Search code examples
pythonstringpython-3.xlistprefix

Finding longest prefix present on at least 2 elements on a list of "random" strings


Given a list of strings, for example:

myList = ["foo", "foobar", "football", "footbag", "bar"]

find the longest prefix present on at least 2 strings on the list:

Longest prefix is "footba" present in "football" and "footbag"

The list will be filled through inputs, and not all of them will have a common prefix.

To be considered an option, it's enough that the prefix is present on two strings in the list. If there are multiple options, it has to return the longest one.

In my research I've been able to find how to get the longest common prefix on all strings, for example:

List: ["foo_a","foo_b","foo_c","fnord"]

Output: Longest common prefix is "f"

However, strings on my list might not even start with the same letter.


Solution

  • This is a messy implementation, and won't be efficient for large lists, but it gets the job done.

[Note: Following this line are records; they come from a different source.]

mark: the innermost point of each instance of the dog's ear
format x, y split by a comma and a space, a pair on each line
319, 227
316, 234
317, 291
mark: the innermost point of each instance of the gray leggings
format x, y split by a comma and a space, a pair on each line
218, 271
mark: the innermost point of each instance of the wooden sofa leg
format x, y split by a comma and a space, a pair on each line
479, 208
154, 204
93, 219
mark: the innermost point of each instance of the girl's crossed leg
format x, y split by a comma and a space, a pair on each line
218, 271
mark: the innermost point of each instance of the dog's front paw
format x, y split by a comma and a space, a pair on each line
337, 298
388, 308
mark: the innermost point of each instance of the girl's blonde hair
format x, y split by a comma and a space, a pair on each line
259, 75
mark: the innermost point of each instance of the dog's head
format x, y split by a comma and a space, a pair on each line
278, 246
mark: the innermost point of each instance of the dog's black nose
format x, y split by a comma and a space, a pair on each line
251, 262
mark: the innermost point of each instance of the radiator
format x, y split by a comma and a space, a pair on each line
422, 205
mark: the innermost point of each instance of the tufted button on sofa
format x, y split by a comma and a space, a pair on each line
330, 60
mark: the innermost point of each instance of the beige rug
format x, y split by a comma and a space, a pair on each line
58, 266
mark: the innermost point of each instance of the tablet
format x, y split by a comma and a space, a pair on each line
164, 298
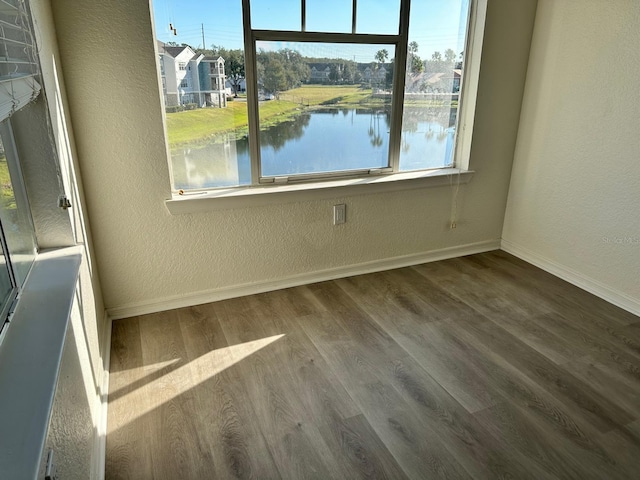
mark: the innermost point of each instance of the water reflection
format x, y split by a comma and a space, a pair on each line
321, 140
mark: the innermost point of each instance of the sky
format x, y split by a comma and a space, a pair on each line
435, 25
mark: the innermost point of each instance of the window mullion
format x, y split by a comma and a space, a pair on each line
252, 92
400, 65
354, 16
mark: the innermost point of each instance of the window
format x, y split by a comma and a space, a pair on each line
18, 87
372, 89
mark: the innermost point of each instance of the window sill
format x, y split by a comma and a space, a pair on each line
242, 197
30, 356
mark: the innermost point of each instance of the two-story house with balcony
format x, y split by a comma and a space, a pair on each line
190, 77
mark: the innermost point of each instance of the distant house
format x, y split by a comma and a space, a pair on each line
320, 73
212, 81
190, 77
440, 82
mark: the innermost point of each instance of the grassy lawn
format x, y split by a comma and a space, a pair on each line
6, 197
204, 124
319, 94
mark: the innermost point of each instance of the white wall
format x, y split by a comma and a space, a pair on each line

I'd suggest looking into the prefix tries that were mentioned though if you have a bit of time, they'll work a lot better.

    This works from the full size word backwards, until two words share the same prefix. It truncates the end of the words and counts how many times the same word appears, and if it's at least 2 it returns it.

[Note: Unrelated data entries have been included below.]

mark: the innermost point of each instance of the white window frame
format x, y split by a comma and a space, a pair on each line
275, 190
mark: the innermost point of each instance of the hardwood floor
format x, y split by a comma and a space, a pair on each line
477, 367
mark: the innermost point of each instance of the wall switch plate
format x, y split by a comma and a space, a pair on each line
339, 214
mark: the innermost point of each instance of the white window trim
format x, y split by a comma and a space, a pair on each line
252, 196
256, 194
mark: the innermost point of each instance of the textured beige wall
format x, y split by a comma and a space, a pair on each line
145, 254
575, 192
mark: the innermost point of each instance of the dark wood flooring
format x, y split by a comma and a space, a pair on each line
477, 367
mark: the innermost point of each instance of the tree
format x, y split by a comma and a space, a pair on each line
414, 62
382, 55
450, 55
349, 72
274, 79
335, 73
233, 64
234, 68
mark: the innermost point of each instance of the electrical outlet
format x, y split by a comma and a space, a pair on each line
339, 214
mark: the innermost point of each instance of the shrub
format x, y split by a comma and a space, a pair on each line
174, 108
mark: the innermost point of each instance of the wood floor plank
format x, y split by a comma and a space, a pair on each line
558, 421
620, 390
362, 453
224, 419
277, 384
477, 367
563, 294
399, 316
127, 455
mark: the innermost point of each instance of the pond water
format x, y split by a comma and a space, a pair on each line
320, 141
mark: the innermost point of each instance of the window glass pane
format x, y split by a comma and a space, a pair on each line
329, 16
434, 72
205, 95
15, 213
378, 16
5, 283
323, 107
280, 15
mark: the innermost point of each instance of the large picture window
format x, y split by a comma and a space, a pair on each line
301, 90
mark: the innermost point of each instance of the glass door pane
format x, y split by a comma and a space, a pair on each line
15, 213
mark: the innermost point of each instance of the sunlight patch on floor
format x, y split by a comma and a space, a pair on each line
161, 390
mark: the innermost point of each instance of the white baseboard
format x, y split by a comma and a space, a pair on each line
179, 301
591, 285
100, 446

    from collections import defaultdict
    
    def list_to_text(x):
        x = list(map(str, x))
        first = '", "'.join(x[:-1]) #Join together (a, b, c)
        if first:
            return '" and "'.join((first, x[-1])) #Add the last element (a, b, c and d)
        return x[0] #Return a single value if list length is 1
    
    def find_longest_prefix(x):
        x_max = len(max(x, key=len))
        for i in range(1, x_max)[::-1]:
    
            #Chop off the end of every word
            trim = [j[:i] for j in x]
    
            #Iterate through every unique value
            result = defaultdict(list)
            for j in set(trim):
                result[trim.count(j)].append(j)
    
            #Finish iterating if there are more than 2 words that share a prefix
            highest_count = max(result)
            if highest_count >= 2:
                prefix = result[highest_count]
                words = [j for k in prefix for j in x if j.startswith(k)]
                return prefix, words
    
    myList = ["foo", "foobar", "football", "footbag", "bar"]
    prefix, words = find_longest_prefix(myList)
    
    #Put together the string
    print('The longest common prefix{} "{}" present in "{}".'.format(' is' if len(prefix) ==1 else 'es are',
                                                                     list_to_text(prefix), list_to_text(words)))
    

    It will format the string a little based on the number of results. Your list will still result in this:

    The longest common prefix is "footba" present in "football" and "footbag".
    

    But adding another prefix with the same length and number of results will result in something like this:

    The longest common prefixes are "footba" and "testin" present in "football", "footbag", "testing" and "testin".